Jeremy Powers, Aspire Racing Owner And Operator

My big thing is that I'm sad that I wasn’t able to find another sponsor to keep the ship afloat. That bothers me. That bums me out. But that’s just me as an individual. I still believe that there is a really good model for having that big team and program.

A single-person program relies too much on one racer staying healthy and staying in the sport, and I think that for a lot of brands, a big team still makes more sense.

The model is valid.

Cyclocross is a good party and nothing is going to stop a good party from going on.

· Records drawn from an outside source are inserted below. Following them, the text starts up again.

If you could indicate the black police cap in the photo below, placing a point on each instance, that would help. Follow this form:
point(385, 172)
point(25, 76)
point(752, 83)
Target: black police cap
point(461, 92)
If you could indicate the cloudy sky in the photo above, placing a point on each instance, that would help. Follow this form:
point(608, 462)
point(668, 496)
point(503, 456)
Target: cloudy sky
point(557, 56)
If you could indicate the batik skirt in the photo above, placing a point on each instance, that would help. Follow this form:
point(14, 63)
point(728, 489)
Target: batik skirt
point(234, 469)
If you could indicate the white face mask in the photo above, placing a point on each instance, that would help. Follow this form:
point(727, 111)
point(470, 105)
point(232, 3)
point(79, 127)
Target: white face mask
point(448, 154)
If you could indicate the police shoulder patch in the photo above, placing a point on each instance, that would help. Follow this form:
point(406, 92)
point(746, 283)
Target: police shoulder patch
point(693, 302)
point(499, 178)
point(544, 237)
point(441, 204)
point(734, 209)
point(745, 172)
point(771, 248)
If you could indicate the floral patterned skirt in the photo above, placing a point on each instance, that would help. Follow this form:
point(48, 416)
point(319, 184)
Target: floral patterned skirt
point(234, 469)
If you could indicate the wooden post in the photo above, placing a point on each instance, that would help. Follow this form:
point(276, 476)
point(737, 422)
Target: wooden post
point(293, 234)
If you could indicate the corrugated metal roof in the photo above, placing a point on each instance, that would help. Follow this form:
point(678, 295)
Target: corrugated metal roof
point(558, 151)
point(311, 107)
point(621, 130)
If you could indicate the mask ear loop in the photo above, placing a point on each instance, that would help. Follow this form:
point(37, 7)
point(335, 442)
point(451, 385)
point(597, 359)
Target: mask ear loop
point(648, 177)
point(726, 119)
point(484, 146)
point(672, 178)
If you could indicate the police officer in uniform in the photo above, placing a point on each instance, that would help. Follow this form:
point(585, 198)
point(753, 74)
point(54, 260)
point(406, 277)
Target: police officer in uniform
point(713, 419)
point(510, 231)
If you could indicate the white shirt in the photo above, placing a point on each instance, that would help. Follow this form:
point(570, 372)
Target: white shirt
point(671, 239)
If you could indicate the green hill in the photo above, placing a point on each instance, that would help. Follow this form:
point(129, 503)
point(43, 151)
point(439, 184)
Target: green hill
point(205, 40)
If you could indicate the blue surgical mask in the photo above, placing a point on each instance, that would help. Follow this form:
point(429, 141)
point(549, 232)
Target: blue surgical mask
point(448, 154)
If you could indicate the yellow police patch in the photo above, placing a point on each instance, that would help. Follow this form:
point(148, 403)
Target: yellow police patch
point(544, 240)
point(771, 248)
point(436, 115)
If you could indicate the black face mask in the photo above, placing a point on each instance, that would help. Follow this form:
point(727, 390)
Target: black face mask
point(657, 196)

Aspire Racing suffered from unfortunate timing. I was a racer trying to make sponsorship decisions and have those big, long-term discussions while at the height of race season. We could have continued the team, but at one third of the budget, and that wasn’t what I wanted. I have a certain expectation for what I want to earn—racing is very hard work, and you have to take a good look at that work and what you need and want.

What it means for the sport is that it isn’t good news, but it doesn’t mean that everyone has left, or that the sponsors that didn’t stay with Aspire are out of the sport altogether.

We put a large amount of attention on our sponsors; we did good work for them. We put out a good product, and I am proud of it all.

It doesn’t mean people aren’t passionate about cyclocross. The sport can use some work, for sure, but 2017 was arguably the best year that we’ve seen in the history of the sport.

We had a series that paid out $15,000. We had a lot of different racers winning races; we had international successes by American racers, and we had professional riders actually able to make a living as racers.

The conclusions seem to be threefold. First, that while a big-team model is the preference for most, a privateer model seems to be developing. Second, Aspire Racing will be missed as a figurehead for the sport. And third, there are many, many question marks around the future of professional cyclocross in the U.S., unless more big-name sponsors step in and start really investing in the sport, not just individual riders.